WHAT HAPPENED TO THE SEX?


GOOD SEX IS IMPORTANT:  It’s central to a marriage—its survival and its satisfaction. The difficult and complex union of two people is affirmed and stabilized with good sex.  Good sex leaves each partner feeling emotionally and physically connected.  It generates positive, affirming thoughts about the other and about the marriage.  And, it promotes generosity, empathy, and commitment.

A DESIRE GAP?   We know that married couples—both same-sex couples and heterosexual couples—struggle with sexual issues and with desire itself. It is estimated that one out of every three couples has a sexual desire “gap.”  In these marriages, one partner wants sex more than the other.   The trouble here is that this gap typically leads to a shutting down of sexuality and eroticism in the marriage.

OTHER ISSUES:  In some marriages, there may not be a desire gap, but there may be other issues preventing the couple from having a healthy sex life.  Aging effects the libido of both men and women, making sex more difficult more painful in some cases. It also makes orgasm harder to achieve and it impacts a man’s ability to achieve and sustain an erection.

And then, there’s desire itself.  An important part of sex, but often quickly lost in a marriage or relationship.

WHAT HAPPENS TO DESIRE?  Why does desire flee the marital bed?  Experts point out the inverted relationship between marriage and desire, between marriage and sexual excitement.  They underscore what for some, is the obvious—that it’s tough to get excited about someone who makes you feel safe, secure and comfortable.  Desire and erotic longing, they point out, often operate outside the bounds of familiarity.  They look at marriage and they throw up their hands in frustration.  “If you want to preserve your sex life, don’t get married,” they seem to be saying.

A SEX-LESS COMFORT ZONE?  Others point out that couples can slip into a sex-less comfort zone that often masks hidden fears and unhappiness.  Shying away from sexual intimacy is a way to keep yourself at a distance from your partner, to shield yourself from closeness and the disappointment or anticipated disappointment of failure in intimacy.  It’s a way to protect yourself.

SEX BECOMES A BATTLEFIELD:  With couples who have slipped into a comfort zone in which intimacy and sexual activity are shunned, the marriage is likely to be unsatisfying.  It doesn’t come as a surprise that anger, resentment, pent up rage, disrespect and a host of other difficult feelings—all show up in the bedroom.  Sex becomes the battlefield where withholding or rejecting behaviors, selfish or insensitive actions express the entire panoply of marital difficulties.

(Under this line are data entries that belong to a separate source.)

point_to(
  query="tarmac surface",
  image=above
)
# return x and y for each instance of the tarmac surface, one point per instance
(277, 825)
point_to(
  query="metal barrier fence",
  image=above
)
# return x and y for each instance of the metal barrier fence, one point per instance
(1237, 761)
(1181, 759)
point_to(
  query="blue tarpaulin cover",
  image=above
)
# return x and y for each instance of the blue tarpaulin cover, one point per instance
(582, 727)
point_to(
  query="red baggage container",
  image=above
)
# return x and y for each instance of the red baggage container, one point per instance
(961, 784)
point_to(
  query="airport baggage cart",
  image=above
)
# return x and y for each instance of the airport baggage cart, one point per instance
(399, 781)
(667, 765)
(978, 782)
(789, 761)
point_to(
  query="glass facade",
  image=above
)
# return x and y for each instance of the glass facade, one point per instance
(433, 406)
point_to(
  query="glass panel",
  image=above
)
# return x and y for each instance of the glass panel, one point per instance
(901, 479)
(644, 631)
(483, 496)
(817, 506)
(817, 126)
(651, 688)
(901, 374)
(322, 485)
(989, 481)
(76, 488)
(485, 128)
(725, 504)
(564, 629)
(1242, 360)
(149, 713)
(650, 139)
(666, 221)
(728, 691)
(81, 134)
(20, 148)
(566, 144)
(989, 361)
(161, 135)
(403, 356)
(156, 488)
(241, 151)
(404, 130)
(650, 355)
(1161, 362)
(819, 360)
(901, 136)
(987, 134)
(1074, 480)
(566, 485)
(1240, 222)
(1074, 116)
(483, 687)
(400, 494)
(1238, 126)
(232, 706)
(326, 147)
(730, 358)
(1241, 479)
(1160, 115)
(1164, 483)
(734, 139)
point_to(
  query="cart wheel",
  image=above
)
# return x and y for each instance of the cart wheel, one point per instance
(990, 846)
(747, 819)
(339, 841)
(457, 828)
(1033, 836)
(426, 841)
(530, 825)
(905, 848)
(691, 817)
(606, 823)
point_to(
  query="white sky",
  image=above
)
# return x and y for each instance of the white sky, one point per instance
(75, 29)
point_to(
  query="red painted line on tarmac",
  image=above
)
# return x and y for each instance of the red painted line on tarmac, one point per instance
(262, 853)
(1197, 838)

And so here we have two fundamental scenarios—in which desire fades, and in which, quite possibly, resentments and disappointments seek expression.  In many instances, these two scenarios are not necessarily distinct.  More often than not, they overlap.

LONGING FOR INTIMACY:  Intimacy and the pleasure of contact with the other is something we all long for.  If you’re struggling in a sex-less marriage, feeling disappointment or feeling lonely but want to connect with your partner again, compassionate, skilled help is available. Find a clinician experienced in both sex-therapy and marriage counseling to provide specially tailored treatment to you and your partner.